Long-running operations return a job whose status you poll a status operation for. Use `AbortSignal.timeout` to bound each poll and a wall-clock deadline to bound the whole loop. The `job_id` rides in the body, so this stays on namespace methods throughout:

```typescript
import { GeoperaClient, type OperationInput } from '@geopera/sdk';

const client = new GeoperaClient({ token: process.env.GEOPERA_TOKEN! });

async function runAndWait(input: OperationInput<'processing.ndvi.run'>) {
	const job = await client.processing.ndvi.run(input);

	const deadline = Date.now() + 10 * 60_000; // 10 minutes
	for (;;) {
		const status = await client.processing.jobs.get(
			{ job_id: job.id },
			{ signal: AbortSignal.timeout(15_000) }
		);

		if (status.state === 'succeeded') return status;
		if (status.state === 'failed') {
			throw new Error(`job ${job.id} failed: ${status.error ?? 'unknown'}`);
		}
		if (Date.now() > deadline) {
			throw new Error(`job ${job.id} did not finish within the deadline`);
		}

		await new Promise((r) => setTimeout(r, 5_000));
	}
}
```

Poll on an interval (here 5s) rather than in a tight loop, and always enforce a deadline so a stuck job cannot hang your worker. The operation ids and status field names above are illustrative — confirm the exact ones for your job type against [Operations](/api-reference/operations) and your editor's autocomplete.

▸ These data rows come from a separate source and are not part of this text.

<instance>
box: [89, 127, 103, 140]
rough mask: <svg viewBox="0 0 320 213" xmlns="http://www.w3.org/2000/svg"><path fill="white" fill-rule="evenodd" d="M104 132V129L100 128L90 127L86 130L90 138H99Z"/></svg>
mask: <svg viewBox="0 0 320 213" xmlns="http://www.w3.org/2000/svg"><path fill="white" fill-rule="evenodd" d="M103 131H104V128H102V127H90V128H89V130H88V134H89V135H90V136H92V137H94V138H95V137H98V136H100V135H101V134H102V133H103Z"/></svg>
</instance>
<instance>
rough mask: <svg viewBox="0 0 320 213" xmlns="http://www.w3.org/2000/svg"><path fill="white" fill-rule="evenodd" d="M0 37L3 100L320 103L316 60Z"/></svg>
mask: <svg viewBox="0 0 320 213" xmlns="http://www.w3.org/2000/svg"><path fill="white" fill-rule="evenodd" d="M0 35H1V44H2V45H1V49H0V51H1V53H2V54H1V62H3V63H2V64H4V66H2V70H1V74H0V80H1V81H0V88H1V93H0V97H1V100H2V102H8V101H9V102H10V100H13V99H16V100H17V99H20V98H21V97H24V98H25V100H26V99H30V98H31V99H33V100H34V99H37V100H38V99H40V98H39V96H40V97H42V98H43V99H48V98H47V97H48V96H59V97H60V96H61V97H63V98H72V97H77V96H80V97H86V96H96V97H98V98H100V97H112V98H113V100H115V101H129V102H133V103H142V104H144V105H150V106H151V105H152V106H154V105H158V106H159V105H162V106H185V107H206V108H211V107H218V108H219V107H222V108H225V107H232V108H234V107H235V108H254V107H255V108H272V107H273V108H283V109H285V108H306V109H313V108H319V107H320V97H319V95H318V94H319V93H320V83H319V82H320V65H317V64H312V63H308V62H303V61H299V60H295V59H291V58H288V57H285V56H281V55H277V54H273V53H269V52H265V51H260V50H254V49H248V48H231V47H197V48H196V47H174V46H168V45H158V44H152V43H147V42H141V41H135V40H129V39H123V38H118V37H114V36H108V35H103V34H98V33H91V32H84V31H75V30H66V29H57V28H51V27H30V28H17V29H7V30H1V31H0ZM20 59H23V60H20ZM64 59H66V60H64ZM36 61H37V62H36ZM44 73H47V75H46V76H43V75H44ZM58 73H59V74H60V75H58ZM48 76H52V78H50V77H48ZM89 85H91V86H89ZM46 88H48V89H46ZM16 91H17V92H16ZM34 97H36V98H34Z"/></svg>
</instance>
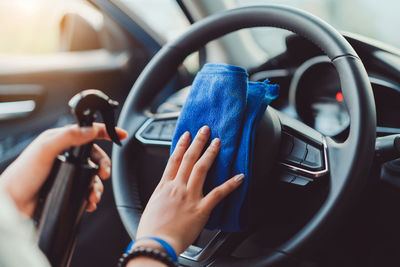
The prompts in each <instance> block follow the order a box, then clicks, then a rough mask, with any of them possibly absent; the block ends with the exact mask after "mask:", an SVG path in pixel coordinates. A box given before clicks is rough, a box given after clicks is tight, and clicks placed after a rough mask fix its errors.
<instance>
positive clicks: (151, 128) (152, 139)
mask: <svg viewBox="0 0 400 267" xmlns="http://www.w3.org/2000/svg"><path fill="white" fill-rule="evenodd" d="M163 126H164V123H163V121H154V122H152V123H150V124H149V125H148V126H147V127H146V129H145V130H144V131H143V133H142V134H141V135H142V137H143V138H146V139H149V140H159V139H160V134H161V131H162V128H163Z"/></svg>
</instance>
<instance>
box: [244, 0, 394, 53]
mask: <svg viewBox="0 0 400 267" xmlns="http://www.w3.org/2000/svg"><path fill="white" fill-rule="evenodd" d="M262 4H283V5H288V6H292V7H296V8H300V9H303V10H306V11H308V12H310V13H312V14H314V15H316V16H318V17H320V18H322V19H323V20H325V21H327V22H328V23H330V24H331V25H332V26H333V27H335V28H336V29H338V30H343V31H348V32H352V33H356V34H361V35H364V36H367V37H370V38H373V39H376V40H379V41H382V42H385V43H387V44H391V45H393V46H395V47H398V48H399V47H400V34H398V33H397V28H398V25H400V21H399V16H398V11H399V10H400V1H398V0H385V1H383V2H379V1H376V0H358V1H347V0H324V1H320V0H236V6H250V5H262ZM396 21H397V22H396ZM275 32H277V33H275V35H274V34H271V30H269V31H268V29H262V28H261V29H252V33H253V35H254V37H255V38H256V40H257V41H258V43H259V44H260V45H261V46H262V47H263V48H264V49H266V50H267V52H271V51H268V50H271V49H275V50H277V47H274V48H271V40H273V39H274V37H279V36H276V34H280V35H285V31H275ZM286 34H289V32H286ZM279 39H282V38H279ZM278 50H279V49H278ZM273 52H275V51H273ZM272 54H274V53H272Z"/></svg>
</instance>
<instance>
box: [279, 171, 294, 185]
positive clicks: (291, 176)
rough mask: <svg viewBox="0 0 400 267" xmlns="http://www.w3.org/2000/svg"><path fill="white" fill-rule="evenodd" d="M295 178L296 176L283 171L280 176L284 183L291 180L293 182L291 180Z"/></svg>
mask: <svg viewBox="0 0 400 267" xmlns="http://www.w3.org/2000/svg"><path fill="white" fill-rule="evenodd" d="M295 179H296V176H294V175H292V174H289V173H284V174H283V175H282V176H281V177H280V179H279V180H280V181H281V182H284V183H288V184H290V183H291V182H293V180H295Z"/></svg>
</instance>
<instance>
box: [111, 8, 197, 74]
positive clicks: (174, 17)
mask: <svg viewBox="0 0 400 267" xmlns="http://www.w3.org/2000/svg"><path fill="white" fill-rule="evenodd" d="M112 2H114V3H115V4H116V5H117V6H119V7H120V8H121V9H123V10H124V11H125V12H126V13H128V14H133V15H134V16H135V17H138V18H139V19H140V20H141V21H142V22H144V23H145V24H147V26H149V27H150V29H151V30H152V31H154V32H155V33H156V34H157V35H159V36H161V38H162V39H163V40H165V41H167V42H169V41H172V40H174V39H175V38H177V37H178V36H180V35H181V34H182V33H183V32H185V31H186V30H187V29H188V28H189V26H190V23H189V21H188V19H187V18H186V16H185V15H184V14H183V12H182V10H181V8H180V7H179V5H178V4H177V2H176V0H112ZM133 19H135V18H133ZM183 64H184V65H185V66H186V68H187V70H188V71H189V72H191V73H196V72H197V71H198V70H199V55H198V52H195V53H193V54H192V55H190V56H188V57H187V58H186V59H185V61H184V62H183Z"/></svg>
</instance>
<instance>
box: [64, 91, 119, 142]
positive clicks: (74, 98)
mask: <svg viewBox="0 0 400 267" xmlns="http://www.w3.org/2000/svg"><path fill="white" fill-rule="evenodd" d="M68 105H69V107H70V108H71V112H72V114H73V115H74V116H75V119H76V121H77V122H78V124H79V126H92V124H93V122H94V121H95V119H96V113H97V112H99V113H100V114H101V116H102V118H103V121H104V124H105V125H106V130H107V133H108V135H109V136H110V138H111V140H112V141H113V142H114V143H116V144H117V145H121V141H120V140H119V138H118V135H117V133H116V132H115V120H114V109H115V108H116V107H118V102H117V101H115V100H112V99H111V98H109V97H108V96H107V95H106V94H104V93H103V92H101V91H99V90H95V89H90V90H84V91H82V92H80V93H78V94H76V95H75V96H74V97H72V98H71V100H70V101H69V102H68Z"/></svg>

## Recipe: retry transient failures

`GeoperaError` exposes `status`, so you can retry only the codes worth retrying — `429` (rate limited) and `5xx` (transient server errors) — and fail fast on the rest. Pair retries with an idempotency key for any operation that creates or charges, so a retried request is deduplicated server-side.

```typescript
import {
	GeoperaClient,
	GeoperaError,
	type OperationId,
	type OperationInput,
	type OperationOutput
} from '@geopera/sdk';

async function withRetry<K extends OperationId>(
	fn: () => Promise<OperationOutput<K>>,
	attempts = 4
): Promise<OperationOutput<K>> {
	for (let i = 0; ; i++) {
		try {
			return await fn();
		} catch (err) {
			const retryable = err instanceof GeoperaError && (err.status === 429 || err.status >= 500);
			if (!retryable || i >= attempts - 1) throw err;
			const backoff = Math.min(2 ** i * 250, 4_000) + Math.random() * 250;
			await new Promise((r) => setTimeout(r, backoff));
		}
	}
}

const client = new GeoperaClient({ token: process.env.GEOPERA_TOKEN! });

const body: OperationInput<'catalog.search'> = {
	collections: ['sentinel-2-l2a'],
	limit: 100
};
const results = await withRetry<'catalog.search'>(() => client.catalog.search(body));
```

Use exponential backoff with jitter, as above, and honour any `Retry-After` you find in `problem` when present. Never retry a `4xx` other than `429` — those are client errors that a retry will not fix. See [Errors](/api-reference/errors) and [Rate limits](/api-reference/rate-limits) for the full status taxonomy.